*Auto Focus (R)
Sony Pictures Classics
Paul Shrader's bleak and mesmerizing biopic of 1960s television star Bob Crane begins with a splashy credit sequence of pastel-shaded martini glasses, cigarette holders, pin-up photos and celebrity mugs, evoking the easy cool of the era that brought us Dean Martin and the birth of the television sit-com. Ironically, when Crane was offered the lead in Hogan's Heroes, a comedy set in a World War II German prison camp, he hesitated to take the role for fear that it would be a "career killer." As it turned out, it catapulted him to instant fame -- a condition that would ultimately fuel his insatiable pursuit of sex and pornographic images and would certify his murder in a Scottsdale, Ariz. hotel room as a "celebrity" killing.
But by the time Bob Crane -- once a straight-arrow family man, cocky but teetotaling and churchgoing -- was bludgeoned to death, he had fallen into relative obscurity, except for his sordid reputation as a Hollywood "swinger." He had driven away two wives and families, was unable to get screen work because of his image problem, and was so far gone in his sexual addiction that there was no turning back.
Through it all, Crane perceived himself as "a likable guy."
Auto Focus is about the dark side of a clueless, blandly attractive, likable guy who sleepwalks through life with no self-awareness, no conscience and no moral compass. Greg Kinnear plays Crane with affable ease that descends in the second act into loneliness and tragic self-delusion.
Shrader (Affliction, American Gigolo, writer of Taxi Driver) is no stranger to the seedier side of personal and social exile. A film scholar turned screenwriter raised in a strict Calvinist family, he uses characters to explore the evils of modern life. In Auto Focus, Bob Crane the actor becomes the blank slate of sexual addiction where the sex act is anything but satisfying and voyeurism and exhibitionism, via taped and photographed images, become the forbidden fruit.
The film's first act depicts Crane's family life with his high-school sweetheart Ann, deftly played by Rita Wilson, and their adorable family, perfect Donna Reed Show knockoffs. When Hogan's Heroes takes off and the hyperactive Crane needs an after-work diversion, he is shepherded to the dark side by a photo technology geek named John Carpenter (Willem Dafoe). Soon Crane and "Carpy" are cruising strip joints and staging orgies in Carpy's bachelor pad, videotaping sexual trysts for later visual stimulation. They're "two wild and crazy guys" gone bad. Very bad.
Their friendship and mutual dependency -- Carpy's on Crane for attracting chicks, Crane's on Carpy for video servicing -- become central to the story, illustrating the cruelty of the addictive personality -- using, self-serving and blind to its effects on others.

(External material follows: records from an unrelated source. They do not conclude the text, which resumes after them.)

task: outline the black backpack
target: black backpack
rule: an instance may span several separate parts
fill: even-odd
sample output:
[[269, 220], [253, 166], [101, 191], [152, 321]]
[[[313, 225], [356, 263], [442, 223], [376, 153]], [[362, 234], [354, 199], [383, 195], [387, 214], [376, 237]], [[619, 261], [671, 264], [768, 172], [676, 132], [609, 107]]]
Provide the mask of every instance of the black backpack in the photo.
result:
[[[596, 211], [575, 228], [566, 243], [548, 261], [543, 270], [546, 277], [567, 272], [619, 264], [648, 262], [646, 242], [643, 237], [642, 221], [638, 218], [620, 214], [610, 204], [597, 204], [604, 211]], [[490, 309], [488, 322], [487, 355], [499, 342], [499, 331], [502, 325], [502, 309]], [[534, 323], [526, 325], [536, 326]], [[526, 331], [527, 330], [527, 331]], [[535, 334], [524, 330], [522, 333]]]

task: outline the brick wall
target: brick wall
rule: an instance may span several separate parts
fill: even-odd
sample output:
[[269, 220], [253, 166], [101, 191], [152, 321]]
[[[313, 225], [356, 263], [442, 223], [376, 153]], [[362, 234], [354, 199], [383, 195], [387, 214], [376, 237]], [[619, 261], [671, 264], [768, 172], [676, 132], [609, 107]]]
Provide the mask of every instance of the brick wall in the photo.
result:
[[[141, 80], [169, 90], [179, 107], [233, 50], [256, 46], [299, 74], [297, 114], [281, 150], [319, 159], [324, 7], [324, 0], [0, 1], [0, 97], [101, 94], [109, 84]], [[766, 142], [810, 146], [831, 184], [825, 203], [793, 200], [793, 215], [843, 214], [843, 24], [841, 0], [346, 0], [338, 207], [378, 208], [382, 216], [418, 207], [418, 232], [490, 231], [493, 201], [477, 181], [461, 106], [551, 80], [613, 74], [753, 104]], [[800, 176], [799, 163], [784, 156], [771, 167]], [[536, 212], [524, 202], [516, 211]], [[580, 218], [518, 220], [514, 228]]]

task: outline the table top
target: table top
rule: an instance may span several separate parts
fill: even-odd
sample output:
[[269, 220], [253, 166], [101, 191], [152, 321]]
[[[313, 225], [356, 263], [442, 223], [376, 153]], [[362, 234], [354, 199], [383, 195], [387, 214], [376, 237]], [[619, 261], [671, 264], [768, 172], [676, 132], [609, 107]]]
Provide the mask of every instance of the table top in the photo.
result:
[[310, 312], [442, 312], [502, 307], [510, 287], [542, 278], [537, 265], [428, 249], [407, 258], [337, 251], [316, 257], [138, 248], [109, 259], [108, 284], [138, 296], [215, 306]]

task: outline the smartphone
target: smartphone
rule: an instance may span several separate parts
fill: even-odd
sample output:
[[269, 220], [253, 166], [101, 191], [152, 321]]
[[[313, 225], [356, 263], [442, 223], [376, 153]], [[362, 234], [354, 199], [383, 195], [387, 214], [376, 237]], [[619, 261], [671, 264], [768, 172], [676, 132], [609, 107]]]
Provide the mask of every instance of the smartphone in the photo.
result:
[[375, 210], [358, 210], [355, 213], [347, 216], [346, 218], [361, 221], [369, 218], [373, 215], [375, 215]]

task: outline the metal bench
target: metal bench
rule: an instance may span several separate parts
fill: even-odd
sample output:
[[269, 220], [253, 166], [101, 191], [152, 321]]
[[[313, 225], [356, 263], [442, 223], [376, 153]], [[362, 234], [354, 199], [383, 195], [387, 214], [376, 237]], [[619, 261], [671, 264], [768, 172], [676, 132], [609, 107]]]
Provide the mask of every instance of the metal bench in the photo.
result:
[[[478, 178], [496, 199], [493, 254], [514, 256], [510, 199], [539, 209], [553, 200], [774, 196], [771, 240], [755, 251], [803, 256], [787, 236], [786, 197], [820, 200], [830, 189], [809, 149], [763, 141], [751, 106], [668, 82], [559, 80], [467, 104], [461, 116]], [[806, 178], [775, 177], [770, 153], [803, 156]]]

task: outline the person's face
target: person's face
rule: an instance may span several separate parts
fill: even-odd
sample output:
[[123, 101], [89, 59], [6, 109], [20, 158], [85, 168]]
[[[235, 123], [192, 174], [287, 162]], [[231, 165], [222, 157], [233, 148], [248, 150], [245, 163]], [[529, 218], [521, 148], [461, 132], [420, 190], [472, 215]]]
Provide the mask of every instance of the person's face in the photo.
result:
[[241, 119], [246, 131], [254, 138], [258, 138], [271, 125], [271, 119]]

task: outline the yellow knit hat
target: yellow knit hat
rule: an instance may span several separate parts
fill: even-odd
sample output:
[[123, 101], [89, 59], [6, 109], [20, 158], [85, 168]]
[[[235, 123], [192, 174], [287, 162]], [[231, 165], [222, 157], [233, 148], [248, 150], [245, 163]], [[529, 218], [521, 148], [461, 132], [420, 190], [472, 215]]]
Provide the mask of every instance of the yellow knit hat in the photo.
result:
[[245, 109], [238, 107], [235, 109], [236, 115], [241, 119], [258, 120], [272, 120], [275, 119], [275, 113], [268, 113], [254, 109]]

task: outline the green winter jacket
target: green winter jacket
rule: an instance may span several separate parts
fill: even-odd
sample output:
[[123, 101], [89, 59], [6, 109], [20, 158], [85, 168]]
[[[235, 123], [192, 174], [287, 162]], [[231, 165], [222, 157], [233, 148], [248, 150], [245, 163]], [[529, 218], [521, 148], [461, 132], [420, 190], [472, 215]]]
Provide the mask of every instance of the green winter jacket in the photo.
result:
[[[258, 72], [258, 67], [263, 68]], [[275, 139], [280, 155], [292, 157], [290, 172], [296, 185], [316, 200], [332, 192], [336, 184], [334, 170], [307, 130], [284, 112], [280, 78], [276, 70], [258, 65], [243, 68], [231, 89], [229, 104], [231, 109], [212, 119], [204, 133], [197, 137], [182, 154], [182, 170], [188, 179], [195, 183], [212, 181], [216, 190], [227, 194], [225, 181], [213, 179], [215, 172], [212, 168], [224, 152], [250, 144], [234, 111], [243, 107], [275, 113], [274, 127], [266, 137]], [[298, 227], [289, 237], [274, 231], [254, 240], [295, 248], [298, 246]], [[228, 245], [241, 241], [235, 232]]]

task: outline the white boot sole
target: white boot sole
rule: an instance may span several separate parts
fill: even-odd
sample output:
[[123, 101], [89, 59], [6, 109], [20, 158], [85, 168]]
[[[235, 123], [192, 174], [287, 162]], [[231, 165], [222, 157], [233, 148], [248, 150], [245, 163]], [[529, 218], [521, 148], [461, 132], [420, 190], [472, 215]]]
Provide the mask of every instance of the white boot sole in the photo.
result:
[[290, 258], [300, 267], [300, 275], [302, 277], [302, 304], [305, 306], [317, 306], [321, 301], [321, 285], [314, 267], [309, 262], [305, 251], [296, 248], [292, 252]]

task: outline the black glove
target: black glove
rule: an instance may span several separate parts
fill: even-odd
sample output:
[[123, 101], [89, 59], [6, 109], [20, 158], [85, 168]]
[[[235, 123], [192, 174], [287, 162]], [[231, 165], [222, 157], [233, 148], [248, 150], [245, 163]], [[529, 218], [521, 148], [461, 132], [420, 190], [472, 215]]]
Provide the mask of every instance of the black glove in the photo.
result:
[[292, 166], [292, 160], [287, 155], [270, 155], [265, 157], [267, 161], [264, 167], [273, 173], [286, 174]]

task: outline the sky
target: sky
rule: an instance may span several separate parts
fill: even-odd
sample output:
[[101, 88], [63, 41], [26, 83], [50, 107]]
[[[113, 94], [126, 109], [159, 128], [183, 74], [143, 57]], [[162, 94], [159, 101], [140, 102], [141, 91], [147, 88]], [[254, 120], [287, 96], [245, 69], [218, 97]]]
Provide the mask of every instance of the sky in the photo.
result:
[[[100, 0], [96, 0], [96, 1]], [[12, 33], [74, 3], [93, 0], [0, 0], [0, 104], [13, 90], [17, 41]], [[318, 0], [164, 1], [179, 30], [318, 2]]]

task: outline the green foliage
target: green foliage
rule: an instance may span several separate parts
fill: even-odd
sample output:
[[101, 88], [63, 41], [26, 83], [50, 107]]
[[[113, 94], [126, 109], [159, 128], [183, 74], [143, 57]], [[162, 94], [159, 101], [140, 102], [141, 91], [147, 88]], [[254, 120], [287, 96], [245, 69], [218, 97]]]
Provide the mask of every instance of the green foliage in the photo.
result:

This is at once a repelling and compelling film to watch. Crane and Carpy are such sleaze buckets that you feel the urge to flee the theater to wash your face and hands about every 20 minutes. But Shrader's direction and respectful, sound performances by all the actors keep you in your seat. The filming moves from dolly shots to Steadicam to handheld camera, from bright lights and peppermint shades to darker, harsher lighting and hideous close-ups as the drama moves from cheerful order to chaos. The effect, while a bit too obvious, is jangling and suitably nerve-wracking. Less effective is the director's choice of using a from-the-grave, cheery narrative voice-over, provided by Kinnear, to move the story forward in time.
Kinnear's performance is one of the year's best, and the actor's sure entre into big-league roles. He doesn't impersonate Bob Crane, though he captures many of his physical gestures. He becomes the host of Bob Crane's demons, and that is something to see.